Das Unternehmen hat sich 2016 für das Modellprojekt beworben. Dass die beiden Frauen ihre Arbeit leidenschaftlich machen, konnten die Ausschussmitglieder während des Vortrages spüren. Aber auch die vorgebrachten Zahlen und Fakten ergaben ein klares Bild.

"Wir hatten rund 200 Vermittlungen", berichtete Jeannette Haase-Pfeuffer. Davon fanden 148 eine Tätigkeit auf dem ersten Arbeitsmarkt. 85 Teilnehmer des Projektes haben die sechsmonatige Probezeit bereits hinter sich, 53 noch nicht. Zehn Kündigungen machten sich wegen eines Wechsels der Arbeitsstelle, wegen Winterpausen auf Baustellen oder wegen Veränderungen beim Aufenthaltsstatus der Menschen nötig. 45 Geflüchtete konnten eine Lehre beginnen. Davon haben 40 ihre Zwischenprüfung schon hinter sich, drei noch nicht. "Einer war nicht zuverlässig", sagte Nicole Baumgärtel. Ein anderer junger Mann wechselte von einer technischen Lehre in den Pflegebereich, wo es ihm besser gefiel. Sieben Frauen und Männer begannen eine Einstiegsqualifikation.

Für diesen Erfolg zeichnen nicht zuletzt die fünf Mentoren verantwortlich, die sich um die Bewerber kümmern.

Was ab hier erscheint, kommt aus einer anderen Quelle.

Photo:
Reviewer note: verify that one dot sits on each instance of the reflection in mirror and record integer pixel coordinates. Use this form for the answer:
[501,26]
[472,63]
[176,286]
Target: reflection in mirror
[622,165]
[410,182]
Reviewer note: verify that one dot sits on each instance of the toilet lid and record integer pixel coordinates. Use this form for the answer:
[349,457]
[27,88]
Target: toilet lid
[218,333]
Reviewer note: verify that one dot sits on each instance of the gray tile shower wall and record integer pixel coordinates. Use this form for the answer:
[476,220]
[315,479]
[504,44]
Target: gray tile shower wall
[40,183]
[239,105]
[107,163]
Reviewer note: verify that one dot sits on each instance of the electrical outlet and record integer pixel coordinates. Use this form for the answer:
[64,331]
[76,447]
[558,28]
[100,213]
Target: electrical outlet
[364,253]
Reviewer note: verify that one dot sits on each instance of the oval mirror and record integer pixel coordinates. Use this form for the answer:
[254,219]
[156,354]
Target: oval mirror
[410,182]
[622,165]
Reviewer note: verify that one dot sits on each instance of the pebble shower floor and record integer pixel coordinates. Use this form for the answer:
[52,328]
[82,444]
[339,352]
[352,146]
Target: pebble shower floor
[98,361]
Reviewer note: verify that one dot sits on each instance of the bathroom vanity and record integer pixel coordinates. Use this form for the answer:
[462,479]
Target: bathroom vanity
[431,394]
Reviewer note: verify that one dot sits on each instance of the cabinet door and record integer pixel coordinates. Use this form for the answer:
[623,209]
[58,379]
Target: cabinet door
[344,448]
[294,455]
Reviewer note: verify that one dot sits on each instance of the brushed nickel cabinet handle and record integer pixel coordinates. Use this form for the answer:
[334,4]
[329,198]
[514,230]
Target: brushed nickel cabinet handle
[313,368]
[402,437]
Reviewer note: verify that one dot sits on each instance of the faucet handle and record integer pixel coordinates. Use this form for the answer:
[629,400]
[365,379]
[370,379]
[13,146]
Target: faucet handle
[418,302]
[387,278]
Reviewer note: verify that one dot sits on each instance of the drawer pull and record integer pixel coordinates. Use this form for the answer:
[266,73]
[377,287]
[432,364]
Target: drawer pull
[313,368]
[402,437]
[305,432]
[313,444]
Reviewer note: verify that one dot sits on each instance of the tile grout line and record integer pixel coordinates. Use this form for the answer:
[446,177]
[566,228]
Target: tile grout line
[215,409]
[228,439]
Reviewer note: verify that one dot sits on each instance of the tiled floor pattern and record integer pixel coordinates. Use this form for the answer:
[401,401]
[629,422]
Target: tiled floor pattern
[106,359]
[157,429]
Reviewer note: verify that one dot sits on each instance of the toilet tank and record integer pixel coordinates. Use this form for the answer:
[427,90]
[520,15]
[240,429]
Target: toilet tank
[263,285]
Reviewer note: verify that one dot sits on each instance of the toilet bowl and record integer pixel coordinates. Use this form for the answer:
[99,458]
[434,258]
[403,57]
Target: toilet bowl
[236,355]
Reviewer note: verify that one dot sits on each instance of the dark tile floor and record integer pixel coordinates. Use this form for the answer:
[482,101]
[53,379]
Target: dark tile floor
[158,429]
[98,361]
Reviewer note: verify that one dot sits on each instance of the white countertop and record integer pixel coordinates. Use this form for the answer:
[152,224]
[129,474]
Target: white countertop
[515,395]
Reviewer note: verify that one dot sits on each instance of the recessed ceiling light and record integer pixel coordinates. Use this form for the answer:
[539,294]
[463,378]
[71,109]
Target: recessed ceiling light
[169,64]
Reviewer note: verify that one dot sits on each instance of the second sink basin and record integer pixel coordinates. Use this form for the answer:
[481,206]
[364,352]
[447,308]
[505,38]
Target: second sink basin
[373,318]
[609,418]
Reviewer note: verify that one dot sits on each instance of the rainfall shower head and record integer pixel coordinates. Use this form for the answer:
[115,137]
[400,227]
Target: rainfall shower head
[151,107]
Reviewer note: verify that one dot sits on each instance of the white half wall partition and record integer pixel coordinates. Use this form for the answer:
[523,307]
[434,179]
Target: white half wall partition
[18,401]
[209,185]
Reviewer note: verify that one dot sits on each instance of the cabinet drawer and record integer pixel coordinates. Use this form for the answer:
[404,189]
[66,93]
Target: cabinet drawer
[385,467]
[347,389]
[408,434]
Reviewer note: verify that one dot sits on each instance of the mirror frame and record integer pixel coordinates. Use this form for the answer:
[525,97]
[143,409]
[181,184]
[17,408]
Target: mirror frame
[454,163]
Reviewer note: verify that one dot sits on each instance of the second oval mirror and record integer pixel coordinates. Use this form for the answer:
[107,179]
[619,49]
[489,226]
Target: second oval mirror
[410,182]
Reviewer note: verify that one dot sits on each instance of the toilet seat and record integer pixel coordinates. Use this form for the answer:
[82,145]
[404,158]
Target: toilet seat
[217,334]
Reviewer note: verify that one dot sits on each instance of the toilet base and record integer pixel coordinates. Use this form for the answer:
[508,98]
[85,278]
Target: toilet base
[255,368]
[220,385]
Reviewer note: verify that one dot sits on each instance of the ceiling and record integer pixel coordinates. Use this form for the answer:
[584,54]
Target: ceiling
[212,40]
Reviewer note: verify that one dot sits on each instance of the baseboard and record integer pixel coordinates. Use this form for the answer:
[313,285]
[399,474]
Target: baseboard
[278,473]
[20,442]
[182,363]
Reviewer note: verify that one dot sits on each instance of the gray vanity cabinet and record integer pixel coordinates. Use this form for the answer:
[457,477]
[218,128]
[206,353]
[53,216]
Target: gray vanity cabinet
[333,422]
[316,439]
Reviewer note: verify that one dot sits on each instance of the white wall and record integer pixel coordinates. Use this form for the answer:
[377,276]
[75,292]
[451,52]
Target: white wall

Im Pscherer-Team arbeiten zwei Fotografen mit, die Bewerbungsbilder erstellen, und auch Sprachmittler. Rollenspiele für Bewerbungsgespräche stehen auf dem Programm. Bei der Anerkennung von Studienabschlüssen anderer Länder in Deutschland wird geholfen. Selbst die Gestaltung der Freizeit bleibt nicht dem Zufall überlassen. Kontakte etwa zu Sportvereinen werden vermittelt.

Dazu kommen die Vorteile dieser an 14 Stellen im Freistaat ausgeübten Methode der Eingliederung Geflüchteter. Die Leute machen das freiwillig und es gibt keinerlei Sanktionen. Es seien auch keine Vorgaben übergeordneter Stellen zu befolgen. Wer Arbeit oder Ausbildung will, muss keine vorgefertigten Lehrgangsbestandteile in einer bestimmten Zeit absolvieren. Alles wird auf den Einzelnen zugeschnitten. "Einer ist schneller, ein anderer langsamer", erklärte Nicole Baumgärtel. Natürlich sei das Beherrschen der deutschen Sprache eine Grundvoraussetzung. Die Mentoren testen die Interessenten aber auch auf Pünktlichkeit und Eignung für die angestrebte Tätigkeit.

"Die Unternehmen kommen jetzt auf uns zu, was anfangs nicht so war", schilderte Jeannette Haase-Pfeuffer wachsendes Interesse der Wirtschaft für ausländische Arbeitskräfte. Mittlerweile liegt auch eine Anfrage aus Thüringen zu dem Projekt vor. Die beiden Frauen werden deshalb demnächst dort über ihre Arbeit sprechen. Das Projekt im Vogtland endet dieses Jahr. Eine Fortsetzung sei geplant.